The wickedly sharp blade ground cold against bone and metal where her ribs had been replaced. She gasped shallowly, dropped what she held, grabbed for his wrist. The pain was terribly icy, spearing through her and radiating through her chest, but she growled and pulled. In one fierce heave, the woman forced the doctor's arm back with a sick, sharp snap of cracking bone and the slow rasp of peeling cartilage, wrenching the scalpel out of her. Blood splattered the mats once more, and Rhylance screamed, the wail only worsening when Satsi twisted, rotating his forearm and grinding together the snapped ends of his elbow joint.
"What's that called anyway, huh, Doctor? This bit here, them bones. They got fancy names, right?" She pressed in again to emphasize her meaning, and saw his red eyes roll back. Pity. She hadn't wanted him to black out for this. "Aww, what, don't like being the one asked questions? You just good for digging in people's' heads and dissectin' them, huh? Well not me, karker. And not Lucine, or anybody under my call ever again."
The Chiss seemed to resurface when she shook him, agony too much to ignore but too much for lucidity. His gaze was muzzy as he looked back at her, face twisted, words cracked. "S-stop," he hissed.
Satsi's fingers were getting cold. He might not have actually severed some important artery to her heart like he wanted to, but he'd nicked something. Her front was slick with blood. She needed to...do something. Take care of it, probably. Go home. See her family.
But Shadows, was it hard to focus on that right now. Especially when she could just hurt this frakker some more.
The woman shook herself, slumped, tried to cover it up as intentional by muttering into the Chiss' ear. "Alright, let's say you've learned real good now...if you get bored over on your corner, sugah, come find me. I was serious when I called for a doctor. We're a... Little short as of late. I could use somebody with a little more sanity and a lot fewer morals heading our surgical wing."
She dragged herself upright and smiled, all teeth, like a vornskr with its jaw unhinged.
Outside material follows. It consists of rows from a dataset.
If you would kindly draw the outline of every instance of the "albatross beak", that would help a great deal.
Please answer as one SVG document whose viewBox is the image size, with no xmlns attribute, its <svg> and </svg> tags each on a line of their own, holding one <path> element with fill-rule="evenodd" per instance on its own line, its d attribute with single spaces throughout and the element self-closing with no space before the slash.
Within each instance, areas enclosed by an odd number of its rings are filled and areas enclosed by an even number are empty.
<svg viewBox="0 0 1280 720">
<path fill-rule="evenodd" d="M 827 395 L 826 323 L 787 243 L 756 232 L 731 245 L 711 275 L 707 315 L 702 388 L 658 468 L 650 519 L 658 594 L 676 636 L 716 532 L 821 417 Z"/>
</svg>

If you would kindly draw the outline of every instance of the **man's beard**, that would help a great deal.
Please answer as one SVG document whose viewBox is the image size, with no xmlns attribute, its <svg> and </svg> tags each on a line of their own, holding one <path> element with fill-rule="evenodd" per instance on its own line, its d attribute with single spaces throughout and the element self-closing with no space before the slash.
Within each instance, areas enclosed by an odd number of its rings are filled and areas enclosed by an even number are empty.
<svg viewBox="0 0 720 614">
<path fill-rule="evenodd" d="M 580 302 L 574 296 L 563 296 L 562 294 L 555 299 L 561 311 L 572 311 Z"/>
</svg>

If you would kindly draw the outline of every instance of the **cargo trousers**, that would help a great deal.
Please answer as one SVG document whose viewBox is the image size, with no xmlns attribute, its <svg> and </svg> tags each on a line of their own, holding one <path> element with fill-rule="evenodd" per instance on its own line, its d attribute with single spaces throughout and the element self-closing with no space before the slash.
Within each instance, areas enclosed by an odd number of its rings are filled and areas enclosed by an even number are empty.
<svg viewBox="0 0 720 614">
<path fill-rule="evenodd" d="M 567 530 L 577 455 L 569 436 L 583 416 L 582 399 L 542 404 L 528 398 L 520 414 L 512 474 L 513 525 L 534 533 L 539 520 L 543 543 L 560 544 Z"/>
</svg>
Then, she dropped him flat to enjoy passing out, tottered to her feet, and staggered a few feet towards the exit before collapsing herself.
Positive Takeaways
Setting up a fight between a combat oriented character and a non-combat oriented character can be challenging. The combat center venue also provides a temptation to just set up a "I'm here, you're here, let's spar" type match. You presented a creative set up for the match that engaged the reader and was natural to both characters which is no small feat. Normally using roughly 1000 words to set up a confrontation would be a pacing problem but the medical emergency scenario provided enough action to keep the reader interested.
Can Be Improved
This is not a syntax error but just as a comment for future matches, watch your word choice. Varied word choice is a good thing and you employed descriptive language masterfully throughout this post. However, the use of pantomine in this sentence is an example of where getting too creative with word usage can muddle the clarity of the passage. It threw me out of reading for a moment while I pulled up a dictionary and talked with the rest of the staff. The usage is technically correct but probably not the optimal word choice.
While I'm on the subject of clarity, I will point out that you used a lot of technical medical terminology in this post but you did it in such a way that I, as the reader, always knew what you were talking about from context.